The federal government incurred a deficit of $104 billion in March 2016, CBO estimates—$51 billion more than the deficit incurred in March 2015. But last year, outlays in March were reduced because March 1 fell on a weekend and certain payments scheduled for that date were instead made in February. If that timing shift had not occurred, the deficit in March 2016 would have been only $14 billion greater than the shortfall in March 2015.

CBO estimates that receipts in March 2016 totaled $229 billion—$5 billion (or 2 percent) less than they totaled in the same month last year. Individual income taxes and payroll taxes together declined by $10 billion (or 6 percent). That decline occurred in part because there was one fewer Monday this March, and a disproportionately large share of weekly withheld tax payments are typically made on Monday. Corporate income taxes increased by $3 billion (or 10 percent), reflecting lower refunds. Receipts from all other sources rose by $2 billion, on net.

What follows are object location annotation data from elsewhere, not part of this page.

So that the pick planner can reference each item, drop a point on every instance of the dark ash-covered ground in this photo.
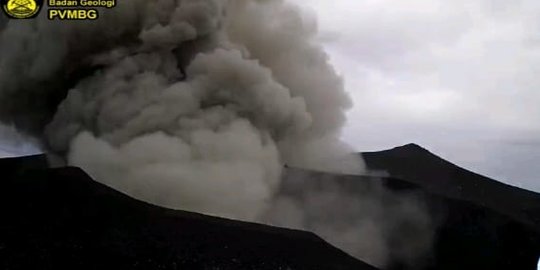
(53, 218)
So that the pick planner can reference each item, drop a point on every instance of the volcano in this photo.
(60, 217)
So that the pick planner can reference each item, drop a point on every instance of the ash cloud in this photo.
(187, 104)
(193, 105)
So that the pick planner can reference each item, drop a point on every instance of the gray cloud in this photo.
(450, 75)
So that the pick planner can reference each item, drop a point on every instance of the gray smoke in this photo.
(189, 104)
(196, 105)
(357, 214)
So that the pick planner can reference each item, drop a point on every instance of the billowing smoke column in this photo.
(190, 104)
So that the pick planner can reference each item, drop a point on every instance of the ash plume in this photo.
(189, 104)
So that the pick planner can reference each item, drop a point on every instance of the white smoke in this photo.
(357, 214)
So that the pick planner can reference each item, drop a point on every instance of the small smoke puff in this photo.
(221, 173)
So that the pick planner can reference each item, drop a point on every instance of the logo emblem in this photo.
(21, 9)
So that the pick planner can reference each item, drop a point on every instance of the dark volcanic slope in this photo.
(56, 218)
(465, 235)
(417, 165)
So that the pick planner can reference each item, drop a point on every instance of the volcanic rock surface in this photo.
(54, 218)
(61, 218)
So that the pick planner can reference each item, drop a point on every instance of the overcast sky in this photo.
(458, 77)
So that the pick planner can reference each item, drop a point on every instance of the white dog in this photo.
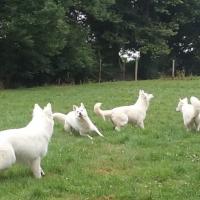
(134, 114)
(196, 103)
(188, 111)
(29, 144)
(77, 120)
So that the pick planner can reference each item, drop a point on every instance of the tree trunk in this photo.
(100, 68)
(173, 68)
(136, 69)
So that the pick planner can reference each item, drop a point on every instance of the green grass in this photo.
(160, 162)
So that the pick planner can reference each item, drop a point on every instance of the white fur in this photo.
(134, 114)
(188, 112)
(196, 103)
(29, 144)
(78, 120)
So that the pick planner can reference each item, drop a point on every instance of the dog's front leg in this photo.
(85, 135)
(42, 172)
(36, 168)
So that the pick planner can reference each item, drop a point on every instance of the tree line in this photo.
(70, 41)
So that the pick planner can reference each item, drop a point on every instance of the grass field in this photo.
(160, 162)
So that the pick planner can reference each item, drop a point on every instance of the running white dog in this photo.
(77, 120)
(189, 113)
(29, 144)
(196, 103)
(134, 114)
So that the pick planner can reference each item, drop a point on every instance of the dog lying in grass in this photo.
(29, 144)
(188, 112)
(77, 120)
(134, 114)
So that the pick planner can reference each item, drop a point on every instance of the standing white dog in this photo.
(196, 103)
(189, 113)
(134, 114)
(78, 120)
(29, 144)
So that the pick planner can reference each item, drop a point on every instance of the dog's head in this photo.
(48, 111)
(145, 95)
(80, 112)
(180, 104)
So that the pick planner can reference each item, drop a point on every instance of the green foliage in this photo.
(159, 162)
(52, 41)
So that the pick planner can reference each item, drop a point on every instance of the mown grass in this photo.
(160, 162)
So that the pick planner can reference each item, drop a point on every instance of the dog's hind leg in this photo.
(36, 168)
(7, 156)
(94, 128)
(141, 124)
(85, 135)
(119, 120)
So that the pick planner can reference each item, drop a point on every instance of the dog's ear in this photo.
(75, 107)
(82, 105)
(141, 92)
(47, 109)
(150, 96)
(36, 109)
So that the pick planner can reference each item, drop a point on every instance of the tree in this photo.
(31, 33)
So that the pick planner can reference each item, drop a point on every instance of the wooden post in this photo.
(136, 68)
(173, 68)
(100, 68)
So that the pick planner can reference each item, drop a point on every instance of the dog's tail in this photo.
(196, 103)
(59, 117)
(102, 113)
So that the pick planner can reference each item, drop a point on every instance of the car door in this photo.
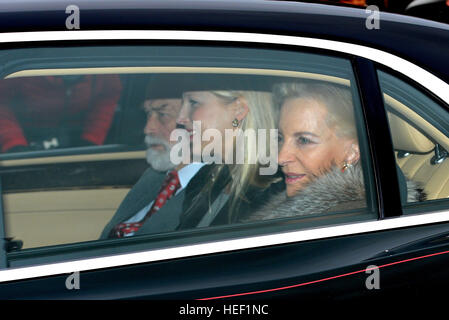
(326, 256)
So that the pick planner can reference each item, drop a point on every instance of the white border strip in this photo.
(428, 80)
(425, 78)
(220, 246)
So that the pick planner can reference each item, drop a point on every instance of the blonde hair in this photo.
(337, 100)
(261, 115)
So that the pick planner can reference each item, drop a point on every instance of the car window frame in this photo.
(295, 236)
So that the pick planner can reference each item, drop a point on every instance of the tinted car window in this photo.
(418, 126)
(150, 146)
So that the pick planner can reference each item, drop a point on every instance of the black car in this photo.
(70, 157)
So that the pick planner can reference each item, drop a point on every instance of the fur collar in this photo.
(336, 189)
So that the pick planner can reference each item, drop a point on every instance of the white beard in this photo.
(158, 160)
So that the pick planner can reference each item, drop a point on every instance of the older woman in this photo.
(319, 153)
(230, 186)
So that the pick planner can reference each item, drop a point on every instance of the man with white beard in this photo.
(154, 204)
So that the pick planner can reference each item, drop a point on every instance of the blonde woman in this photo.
(318, 153)
(226, 189)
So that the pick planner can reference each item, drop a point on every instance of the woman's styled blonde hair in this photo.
(261, 115)
(336, 98)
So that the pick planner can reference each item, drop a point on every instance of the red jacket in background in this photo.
(45, 102)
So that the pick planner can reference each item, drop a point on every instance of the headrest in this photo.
(407, 138)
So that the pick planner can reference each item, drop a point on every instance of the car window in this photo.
(419, 130)
(150, 146)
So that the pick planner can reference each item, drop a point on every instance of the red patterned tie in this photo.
(168, 189)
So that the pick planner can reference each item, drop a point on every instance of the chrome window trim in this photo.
(425, 78)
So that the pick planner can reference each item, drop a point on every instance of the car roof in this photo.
(421, 41)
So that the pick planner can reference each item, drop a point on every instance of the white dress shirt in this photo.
(185, 175)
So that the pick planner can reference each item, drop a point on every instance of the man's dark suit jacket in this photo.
(141, 194)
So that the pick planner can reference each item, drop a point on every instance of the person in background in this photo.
(154, 203)
(56, 111)
(318, 153)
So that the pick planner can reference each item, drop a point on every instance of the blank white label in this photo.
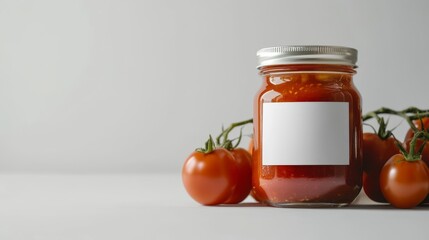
(305, 133)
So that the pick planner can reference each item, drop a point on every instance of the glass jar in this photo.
(307, 127)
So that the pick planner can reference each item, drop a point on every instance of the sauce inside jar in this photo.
(311, 160)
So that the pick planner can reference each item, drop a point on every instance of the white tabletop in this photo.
(155, 206)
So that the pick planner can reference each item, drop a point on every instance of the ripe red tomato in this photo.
(244, 183)
(404, 184)
(376, 152)
(210, 178)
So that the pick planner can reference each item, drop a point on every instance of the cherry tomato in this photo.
(210, 178)
(244, 183)
(376, 152)
(404, 183)
(410, 135)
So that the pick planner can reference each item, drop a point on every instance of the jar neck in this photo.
(307, 68)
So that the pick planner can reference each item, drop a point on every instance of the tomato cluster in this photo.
(397, 172)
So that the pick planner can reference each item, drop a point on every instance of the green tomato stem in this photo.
(409, 114)
(225, 133)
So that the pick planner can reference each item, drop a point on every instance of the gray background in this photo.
(134, 86)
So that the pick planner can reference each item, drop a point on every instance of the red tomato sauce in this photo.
(315, 184)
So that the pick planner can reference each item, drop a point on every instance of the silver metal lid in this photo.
(307, 54)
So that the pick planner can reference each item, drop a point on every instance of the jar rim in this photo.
(307, 54)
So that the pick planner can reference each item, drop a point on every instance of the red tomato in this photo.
(376, 152)
(210, 178)
(244, 163)
(404, 184)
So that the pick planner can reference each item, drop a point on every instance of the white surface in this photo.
(155, 206)
(135, 85)
(291, 136)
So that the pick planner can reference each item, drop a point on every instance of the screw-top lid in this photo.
(307, 55)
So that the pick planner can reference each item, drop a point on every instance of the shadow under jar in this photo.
(307, 127)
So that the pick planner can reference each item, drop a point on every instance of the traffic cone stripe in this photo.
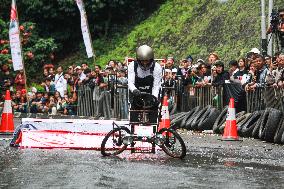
(165, 120)
(7, 118)
(231, 131)
(7, 106)
(231, 115)
(165, 112)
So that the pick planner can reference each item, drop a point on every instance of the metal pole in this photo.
(270, 36)
(263, 29)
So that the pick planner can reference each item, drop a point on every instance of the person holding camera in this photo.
(220, 76)
(277, 26)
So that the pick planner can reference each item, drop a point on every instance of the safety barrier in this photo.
(113, 102)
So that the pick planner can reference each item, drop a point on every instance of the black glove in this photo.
(136, 92)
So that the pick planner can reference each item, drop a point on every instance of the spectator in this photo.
(121, 77)
(84, 66)
(273, 75)
(113, 65)
(81, 75)
(88, 77)
(234, 67)
(51, 74)
(71, 107)
(262, 70)
(20, 80)
(184, 70)
(6, 79)
(268, 61)
(170, 63)
(281, 79)
(220, 76)
(48, 86)
(203, 77)
(212, 58)
(251, 80)
(45, 73)
(38, 102)
(60, 82)
(242, 74)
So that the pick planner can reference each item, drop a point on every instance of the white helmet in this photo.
(145, 53)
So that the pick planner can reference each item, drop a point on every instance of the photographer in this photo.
(277, 26)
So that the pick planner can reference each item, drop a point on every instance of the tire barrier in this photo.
(269, 123)
(279, 132)
(255, 100)
(121, 103)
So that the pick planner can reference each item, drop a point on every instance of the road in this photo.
(210, 163)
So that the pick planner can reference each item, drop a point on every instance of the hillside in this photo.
(182, 27)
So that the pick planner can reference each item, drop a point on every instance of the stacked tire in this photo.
(196, 119)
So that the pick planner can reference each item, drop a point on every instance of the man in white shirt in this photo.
(60, 82)
(144, 75)
(81, 74)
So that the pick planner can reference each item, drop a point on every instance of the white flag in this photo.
(14, 37)
(85, 29)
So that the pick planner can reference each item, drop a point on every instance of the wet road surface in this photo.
(210, 163)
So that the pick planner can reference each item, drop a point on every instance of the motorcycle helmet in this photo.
(145, 57)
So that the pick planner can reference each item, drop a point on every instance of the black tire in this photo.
(279, 133)
(220, 120)
(188, 115)
(207, 121)
(197, 118)
(175, 123)
(169, 139)
(249, 125)
(256, 128)
(116, 136)
(269, 124)
(190, 120)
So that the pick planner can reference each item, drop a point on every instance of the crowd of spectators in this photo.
(59, 87)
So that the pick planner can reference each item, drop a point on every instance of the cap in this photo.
(255, 51)
(200, 61)
(78, 67)
(219, 63)
(233, 63)
(189, 58)
(174, 70)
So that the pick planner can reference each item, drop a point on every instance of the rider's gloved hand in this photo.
(136, 92)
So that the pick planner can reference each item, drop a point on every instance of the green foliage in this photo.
(36, 50)
(183, 27)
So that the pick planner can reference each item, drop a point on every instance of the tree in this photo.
(36, 51)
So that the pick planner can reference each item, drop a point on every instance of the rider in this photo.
(144, 75)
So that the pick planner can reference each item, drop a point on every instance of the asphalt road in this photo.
(210, 163)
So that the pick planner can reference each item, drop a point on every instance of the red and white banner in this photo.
(14, 37)
(85, 29)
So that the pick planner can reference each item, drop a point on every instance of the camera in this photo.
(274, 22)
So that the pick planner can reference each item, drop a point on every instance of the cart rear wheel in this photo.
(172, 143)
(113, 144)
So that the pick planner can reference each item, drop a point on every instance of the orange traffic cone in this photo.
(231, 131)
(165, 120)
(7, 121)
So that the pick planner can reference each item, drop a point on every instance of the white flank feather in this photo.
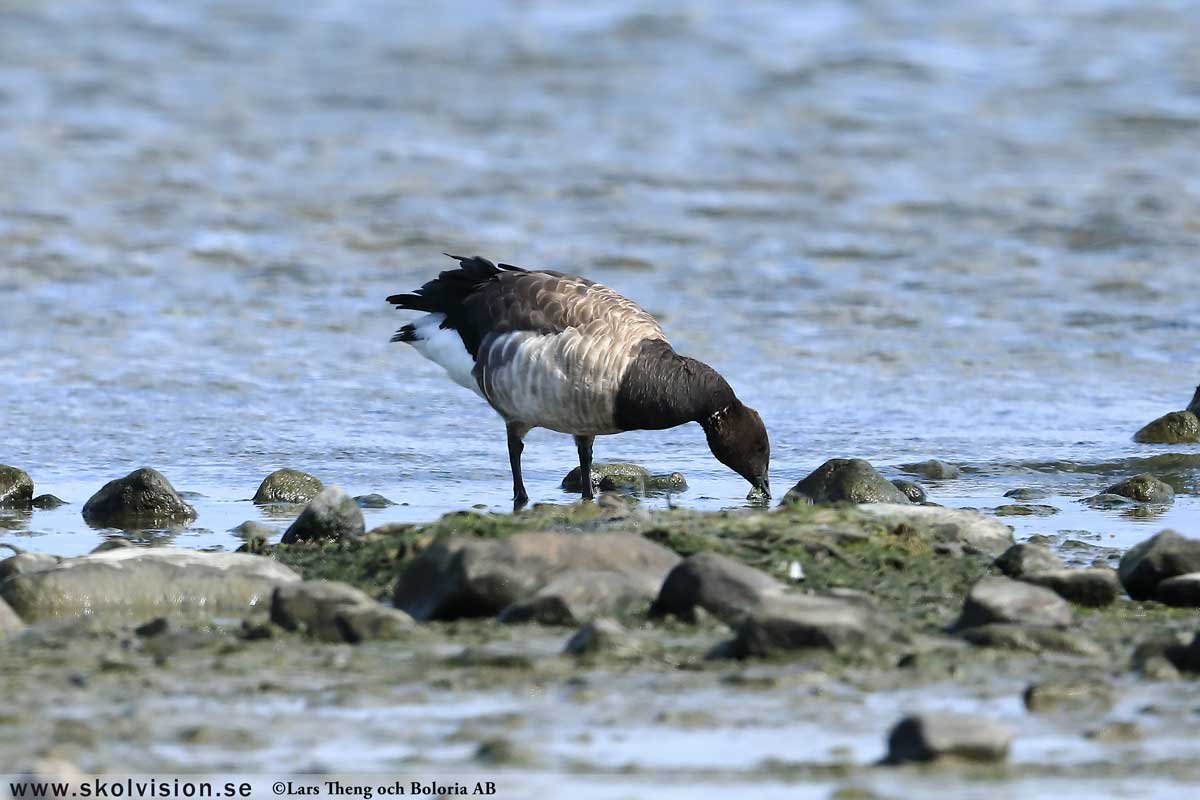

Total spending in March 2016 was $334 billion, CBO estimates—$46 billion more than it was in March 2015. If not for the shift in the timing of payments from March to February 2015, outlays would have increased by $9 billion (or 3 percent). (The discussion below reflects adjustments to account for that shift.)

Spending in several major categories of the budget increased:

  • Outlays for net interest on the public debt increased by $9 billion (or 55 percent), mainly because the CPI-U increased by 0.2 percent in January 2016 and decreased by 0.5 percent in January 2015, boosting the adjustments to the principal of inflation-protected securities that were made in March 2016, compared with those that were made in March 2015.
  • Spending for Medicare rose by $4 billion (or 9 percent), and spending for Social Security benefits increased by $2 billion (or 3 percent).

The largest decrease in outlays between March 2015 and March 2016 was a reduction of $4 billion (or 23 percent) in spending for refundable tax credits. The share of those annual payments made in March varies greatly from year to year; almost all those payments are usually made from February through April.

For other programs and activities, spending increased or decreased by smaller amounts.

Actual Deficit in February 2016: $193 Billion

The Treasury reported a deficit of $193 billion for February—$1 billion more than CBO estimated, on the basis of the Daily Treasury Statements, in its Monthly Budget Review for February 2016.